Your input data is very sparse, and given what you have it isn't the most unique, IF not all values are there.
For example with your First Name, Last Name, DOB situation, if you have all three parts for ALL records, then the matching gets a LOT easier for you to work with. If not though you expose yourself to a lot of potential for issue.
One approach you might take, on the more "crude" side of things is to simply create a process using a series of queries that simply identifies and classifies matching entries.
For example first check on an exact match on name and SSN, if that is there flag it, note it as 100% and move on to the next set. Then you can explicitly define where you are fuzzy so you know the potential ramification of your matching.
In the end you would have a list with flags indicating the match type, if any for that record.

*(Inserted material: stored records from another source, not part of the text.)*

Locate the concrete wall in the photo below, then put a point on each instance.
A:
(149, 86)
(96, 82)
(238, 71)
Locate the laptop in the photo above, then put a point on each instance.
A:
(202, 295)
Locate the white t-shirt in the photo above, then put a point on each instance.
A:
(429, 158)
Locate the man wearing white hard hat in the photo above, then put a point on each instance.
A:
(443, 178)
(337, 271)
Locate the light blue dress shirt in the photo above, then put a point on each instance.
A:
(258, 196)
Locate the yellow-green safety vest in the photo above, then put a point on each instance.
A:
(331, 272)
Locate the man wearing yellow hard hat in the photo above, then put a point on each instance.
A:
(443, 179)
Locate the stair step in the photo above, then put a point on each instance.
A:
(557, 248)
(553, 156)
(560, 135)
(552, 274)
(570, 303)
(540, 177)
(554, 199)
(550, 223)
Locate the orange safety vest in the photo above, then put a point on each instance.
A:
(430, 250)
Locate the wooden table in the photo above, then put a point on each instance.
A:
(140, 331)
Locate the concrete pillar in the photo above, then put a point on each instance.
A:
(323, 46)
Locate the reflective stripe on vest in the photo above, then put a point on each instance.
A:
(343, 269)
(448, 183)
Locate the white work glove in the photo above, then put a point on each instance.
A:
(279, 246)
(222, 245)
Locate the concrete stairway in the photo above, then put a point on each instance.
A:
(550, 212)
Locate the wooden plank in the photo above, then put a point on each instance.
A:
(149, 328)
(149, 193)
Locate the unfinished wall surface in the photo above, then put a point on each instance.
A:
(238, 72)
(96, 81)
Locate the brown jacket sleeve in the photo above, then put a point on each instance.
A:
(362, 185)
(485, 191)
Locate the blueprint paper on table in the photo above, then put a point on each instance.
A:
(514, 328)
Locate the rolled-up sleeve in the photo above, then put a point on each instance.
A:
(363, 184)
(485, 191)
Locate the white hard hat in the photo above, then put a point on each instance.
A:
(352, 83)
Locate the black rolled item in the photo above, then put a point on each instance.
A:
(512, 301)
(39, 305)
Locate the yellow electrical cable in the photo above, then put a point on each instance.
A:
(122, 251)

This is a problem called record linkage.
While it's for a python library, the documentation for dedupe gives a good overview of how to approach the problem comprehensively.
Take a look at the Levenshtein Algoritm, which allows you to get 'the distance between two strings,' which can then be divided into the length of the string to get a percentage match.
http://en.wikipedia.org/wiki/Levenshtein_distance
I have previously implemented this to great success. It was a provider portal for a healthcare company, and providers registered themselves on the site. The matching was to take their portal registration and find the corresponding record in the main healthcare system. The processors who attended to this were presented with the most likely matches, ordered by percentage descending, and could easily choose the right account.
If the false positives don't bug you and your languages are primarily English, you can try algorithms like Soundex. SQL Server has it as a built-in function. Soundex isn't the best, but it does do a fuzzy matching and is popular. Another alternative is metaphone.